La Messa di Requiem in Re minore K 626, ultima composizione di Wolfgang Amadeus Mozart, è rimasta incompiuta a causa della sua morte, avvenuta il 5 dicembre 1791. Le parti mancanti furono elaborate da tre dei suoi allievi. Dapprima da Franz jakob Freystädtler e Joseph Eybler e completate, successivamente, da Franz Xaver Süssmayr. Quest’ultimo era stato fra i più vicini a Mozart nei suoi ultimi tempi, e (come egli stesso ebbe modo di dire anni dopo, interrogato in merito all’autenticità dell’opera) ebbe probabilmente la possibilità di suonare insieme al Maestro alcuni brani del Requiem. Il suo apporto fu quello di riordinare in modo omogeneo il lavoro dei collaboratori precedenti e di completare i brani totalmente mancanti del manoscritto. Una mitologia misteriosa ha interessato sin dalle origini il Requiem, a partire dalla coincidenza fra opera funebre e morte prematura, per lungo tempo percepita come una sorta di segno del destino. In questa sede ci sembra interessante ed opportuno riportare alcune considerazioni del M° Gelmetti, tratte da una sua conversazione avuta con Luca Pellegrini, che ci avvicinano allo spirito ed all’approfondimento della sua lettura mozartiana. “E’ una meditazione sulla morte questo Requiem?” “E’ un qualcosa di più e di diverso. La morte come trasformazione, come esperienza interiore vissuta, affrontata in senso metafisico. Il Requiem è un puro pretesto per lasciare uno dei suoi ultimi, più profondi e grandi messaggi. Un testamento. Mozart è stato un grande “ricercatore di verità”. Il Requiem serve per completare questo suo cammino verso la verità, questo suo anelito alla trascendenza”.

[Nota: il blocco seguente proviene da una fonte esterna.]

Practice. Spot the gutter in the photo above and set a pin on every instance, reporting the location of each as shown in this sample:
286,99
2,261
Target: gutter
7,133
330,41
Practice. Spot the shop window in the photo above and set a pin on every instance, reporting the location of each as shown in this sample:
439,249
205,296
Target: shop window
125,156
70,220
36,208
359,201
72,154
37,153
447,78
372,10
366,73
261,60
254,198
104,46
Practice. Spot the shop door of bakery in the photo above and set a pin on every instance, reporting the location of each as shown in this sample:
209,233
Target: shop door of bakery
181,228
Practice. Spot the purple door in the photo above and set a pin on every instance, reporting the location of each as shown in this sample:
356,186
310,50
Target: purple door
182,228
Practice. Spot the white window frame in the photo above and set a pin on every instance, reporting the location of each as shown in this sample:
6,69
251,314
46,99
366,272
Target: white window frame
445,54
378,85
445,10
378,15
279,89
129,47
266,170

Un’esecuzione che ha ammaliato il pubblico per la globalità della della sua perfezione e che ha trovato nella direzione di Gianluigi Gelmetti un connubio di emozioni ed equilibri pregni di dimensione spirituale; un ritmo travolgente, a volte solenne ed incalzante, che ha guidato orchestra e coro in un continuo crescendo emozionale. Un connubio armonico di sonorità e cromie timbriche in cui il dialogo fra i soli e l’orchestra ha fatto trasparire una lettura asciutta e profonda. Superbi il “Dies irae”, di impatto massiccio; sintetico e drammatico; il “Kyrie” ed il “Lacrymosa”, scrittura corale di ampio respiro, esplosi in tutta la loro drammatica potenza in perfetta fusione fra le voci orchestrali e quelle del coro, preparato da Paolo Vero, che ha offerto una prova eccellente. Splendido il “Tuba Mirum” in cui la teatralità si fonde in modo egregio con la sacralità universale del testo, descritto attraverso un sapientissimo utilizzo, prima separato poi unito, delle quattro voci soliste: Mihaela Marcu (soprano), Marina Comparato (mezzosoprano), Tony Bardon (tenore) ed Ernesto Morillo (basso). La Marcu ha dato prova di appassionato coinvolgimento spaziando fra la soavità interpretativa di alcuni passaggi, calibrati acuti e sofferta dolcezza nei piani e nei filati. Marina Comparato ha offerto una profonda sensibilità interpretativa librandosi fra sfumature di colore, intimismo e pathos. Ernesto Morillo ha esteso il suo registro vocale fra fraseggi dove toni scuri e profondi si sono alternati armoniosamente ad altri, robusti e vigorosi dando alle parole un senso quasi di predizione. Tony Bardon si è fatto notare per il timbro armonico delle mezzevoci e lo stile dei chiaroscuri.

Si replica sabato 8 novembre alle ore 18.00.